ASC715 what is the periods to be included in the disclosure of assumed health care cost trend rates for defined benefit postretirement plans?
The assumed health care cost trend rates should be disclosed for the following year and years beyond the following year
715 - How do you calculate net pension cost/expense?
+ Interest cost on PBO
+ Service costs determined by actuarial PV
- Actual return on plan assets
+ Amortization of unrecognized prior service cost aka amortization of unrecognized net obligation (and loss or cost) or unrecognized net asset (and gain) existing at date of transition
+ Amortization of actuarial loss
= Pension cost
Service cost and interest on PBO always increase pension expense, return on plan assets almost always decrease pension expense.Amortization of loss or obligation increase pension expense.
What does the excess of ABO (accumulated benefit obligation) over the FV of plan assets represent?
It represents the unfunded accumulated benefit obligation which could require recognition of an additional minimum liability which must be disclosed. It is NOT used for calculating net pension cost.
What does the interest cost on PBO represent?
Defined as the increase in the amount o the projected benefit obligation due to passage of time.
How do you calculate net periodic and accrued post retirement benefit cost?

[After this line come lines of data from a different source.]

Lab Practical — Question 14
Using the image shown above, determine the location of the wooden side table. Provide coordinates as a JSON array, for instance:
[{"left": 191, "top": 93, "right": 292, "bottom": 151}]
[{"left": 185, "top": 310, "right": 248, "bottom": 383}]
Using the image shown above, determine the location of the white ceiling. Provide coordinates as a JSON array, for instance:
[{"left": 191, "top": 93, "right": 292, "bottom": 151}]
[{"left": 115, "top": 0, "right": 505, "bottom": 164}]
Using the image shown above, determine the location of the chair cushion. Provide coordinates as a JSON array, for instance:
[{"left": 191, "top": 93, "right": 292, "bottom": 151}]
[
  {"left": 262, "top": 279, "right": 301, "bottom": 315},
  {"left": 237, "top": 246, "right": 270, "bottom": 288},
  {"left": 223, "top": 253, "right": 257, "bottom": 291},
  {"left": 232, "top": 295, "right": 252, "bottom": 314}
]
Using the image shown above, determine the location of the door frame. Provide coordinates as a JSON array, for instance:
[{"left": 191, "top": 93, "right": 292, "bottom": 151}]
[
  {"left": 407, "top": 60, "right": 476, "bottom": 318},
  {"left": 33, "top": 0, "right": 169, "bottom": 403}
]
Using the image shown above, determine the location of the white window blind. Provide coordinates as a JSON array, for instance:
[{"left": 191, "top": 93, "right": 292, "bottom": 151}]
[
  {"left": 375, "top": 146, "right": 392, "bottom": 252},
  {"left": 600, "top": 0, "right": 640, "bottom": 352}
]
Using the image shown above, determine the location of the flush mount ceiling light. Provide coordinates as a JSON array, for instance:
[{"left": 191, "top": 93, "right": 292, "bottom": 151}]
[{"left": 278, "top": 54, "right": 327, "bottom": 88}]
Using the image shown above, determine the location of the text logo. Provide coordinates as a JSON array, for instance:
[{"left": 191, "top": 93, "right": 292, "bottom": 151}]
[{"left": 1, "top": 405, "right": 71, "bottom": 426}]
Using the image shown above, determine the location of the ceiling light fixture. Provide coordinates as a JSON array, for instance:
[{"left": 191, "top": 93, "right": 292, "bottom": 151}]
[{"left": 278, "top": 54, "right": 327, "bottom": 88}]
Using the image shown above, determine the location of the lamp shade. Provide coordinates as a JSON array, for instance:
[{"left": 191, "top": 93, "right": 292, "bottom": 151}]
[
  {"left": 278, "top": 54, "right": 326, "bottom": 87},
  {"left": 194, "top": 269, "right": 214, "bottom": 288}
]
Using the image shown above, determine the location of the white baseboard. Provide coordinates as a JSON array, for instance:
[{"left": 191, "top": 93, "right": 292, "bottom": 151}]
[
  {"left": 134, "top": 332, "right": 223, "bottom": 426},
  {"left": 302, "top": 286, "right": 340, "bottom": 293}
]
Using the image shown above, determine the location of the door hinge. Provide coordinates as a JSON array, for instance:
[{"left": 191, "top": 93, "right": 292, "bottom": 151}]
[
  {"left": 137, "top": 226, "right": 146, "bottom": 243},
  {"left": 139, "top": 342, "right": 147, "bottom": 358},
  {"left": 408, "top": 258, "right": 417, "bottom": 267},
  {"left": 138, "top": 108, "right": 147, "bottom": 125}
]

What is the journal entry and when is it accrued?
Service cost + interest on accumulated postretirement benefit obligation + amortization of unrecognized transition obligation = net periodic postretirement benefit cost
If the net postretirement benefit cost exceeds the cash payment to employees, accrued postretirement benefit cost is recorded.
DR Postretirement benefit cost 41k
CR Cash 10k
CR Accrued postretirement benefit cost 31k
What happens if there are plan amendments resulting in a change to PBO?
The prior service cost resulting from the amendment should be amortized by assigning an appropriate amount to each future period of service of each employee who is expected to receive benefits under the plan at the date of the amendment.
The amortized amount should be included in pension expense during those future service periods.